Additionally, Digital Eclipse is always looking for ways to add interactivity beyond just playing an emulated game. One great example is The Making of Karateka’s rotoscope theater, where players can watch a short clip of the game while toggling each animation layer, almost like Photoshop filters. In fact, Kohler cites the rotoscope theater as an example of how Digital Eclipse has only scratched the surface of what the interactive documentary can evolve into. That leads to the million-dollar question: Does he consider these types of experiences to be true video games?
‘Yes, I think itʼs a video game,” Kohler explains. “I think itʼs a video game as much as [a] documentary film is a film. And I think that in the same way that filmmakers and film critics back in the ’70s kind of started looking at film and saying, ‘We should be talking about film by making films about film,’ we should be talking about video games by making video games about video games.”
Writing The Next Chapter
Kohler says Digital Eclipse regularly receives feedback that players unfamiliar or unattached to the subject of the Gold Master Series are less willing to give them a shot. It’s a constant challenge to communicate that not only has Digital Eclipse made these games with such people in mind, but you’ll likely walk away with a newfound appreciation or even fandom for the games being discussed.
“I think it all goes back to the fact that video games are just such a new medium,” he says. “And weʼre only sort of just scratching the surface of what could be done with that interactive medium.”
Despite this, Kohler says he believes that if Digital Eclipse keeps doing the work, eventually, they’ll attract enough attention to break through to a wider audience. At the end of the day, he believes people do enjoy being educated, as evidenced by the popularity of more traditional documentary-style programs and podcasts. In his eyes, the Gold Master Series isn’t just about teaching – he refers to the term “edutainment” as being “tainted” – but also about bringing more nonfiction into the medium of video games.

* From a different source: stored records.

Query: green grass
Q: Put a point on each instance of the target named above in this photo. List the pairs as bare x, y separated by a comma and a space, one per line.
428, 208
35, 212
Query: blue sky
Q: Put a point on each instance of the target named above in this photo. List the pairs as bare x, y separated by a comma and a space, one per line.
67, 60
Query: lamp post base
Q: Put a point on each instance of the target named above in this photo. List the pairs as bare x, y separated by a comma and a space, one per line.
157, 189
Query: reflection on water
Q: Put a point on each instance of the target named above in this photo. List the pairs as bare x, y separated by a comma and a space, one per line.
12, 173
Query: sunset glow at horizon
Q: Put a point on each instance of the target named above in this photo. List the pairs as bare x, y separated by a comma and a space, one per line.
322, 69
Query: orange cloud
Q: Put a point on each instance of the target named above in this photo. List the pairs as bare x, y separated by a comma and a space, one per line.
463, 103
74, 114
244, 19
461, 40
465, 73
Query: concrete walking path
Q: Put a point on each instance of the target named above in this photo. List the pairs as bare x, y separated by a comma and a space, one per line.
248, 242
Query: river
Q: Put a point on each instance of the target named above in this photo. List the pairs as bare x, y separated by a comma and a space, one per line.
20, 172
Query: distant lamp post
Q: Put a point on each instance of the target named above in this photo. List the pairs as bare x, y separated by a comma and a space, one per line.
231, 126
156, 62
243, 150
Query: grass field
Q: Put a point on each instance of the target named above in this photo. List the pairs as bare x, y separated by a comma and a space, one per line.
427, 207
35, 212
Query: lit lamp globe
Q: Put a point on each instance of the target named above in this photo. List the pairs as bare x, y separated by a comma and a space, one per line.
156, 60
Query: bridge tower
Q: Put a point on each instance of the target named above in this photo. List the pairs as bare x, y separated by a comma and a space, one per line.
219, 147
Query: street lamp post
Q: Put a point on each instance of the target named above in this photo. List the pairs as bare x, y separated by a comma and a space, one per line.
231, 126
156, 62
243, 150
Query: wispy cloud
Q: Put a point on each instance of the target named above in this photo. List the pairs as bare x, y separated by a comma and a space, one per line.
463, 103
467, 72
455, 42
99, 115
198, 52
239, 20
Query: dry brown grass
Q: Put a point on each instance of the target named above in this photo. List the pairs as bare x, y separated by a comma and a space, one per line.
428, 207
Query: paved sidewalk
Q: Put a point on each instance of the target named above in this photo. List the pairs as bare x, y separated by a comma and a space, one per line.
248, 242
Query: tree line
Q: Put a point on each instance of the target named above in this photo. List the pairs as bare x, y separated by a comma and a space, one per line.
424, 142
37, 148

The Making of Karateka exhibit at the San Francisco Museum of Modern Art
The Gold Master Series titles have unintentionally been released at a cadence of one per year (Llamasoft in 2024, Karateka in 2023, and their spiritual predecessor Atari 50 in 2022). Kohler says not to expect this pattern to continue, but the team has various projects in the works. Atari’s acquisition of Digital Eclipse in the fall of 2023 has presumably provided a stronger financial safety net, so I only hope we have many more Gold Master Series games to come. And while Kohler is hopeful, he also doesn’t want Digital Eclipse to monopolize the genre. He hopes their work creates enough of a demand to inspire other studios to pursue similar projects.
“We should be telling our own stories,” he says. “We shouldnʼt be letting books and films or a Netflix series tell the stories of video games. We should be looking at that ourselves because itʼs all part of the video game industry needing to treat video games with more respect.”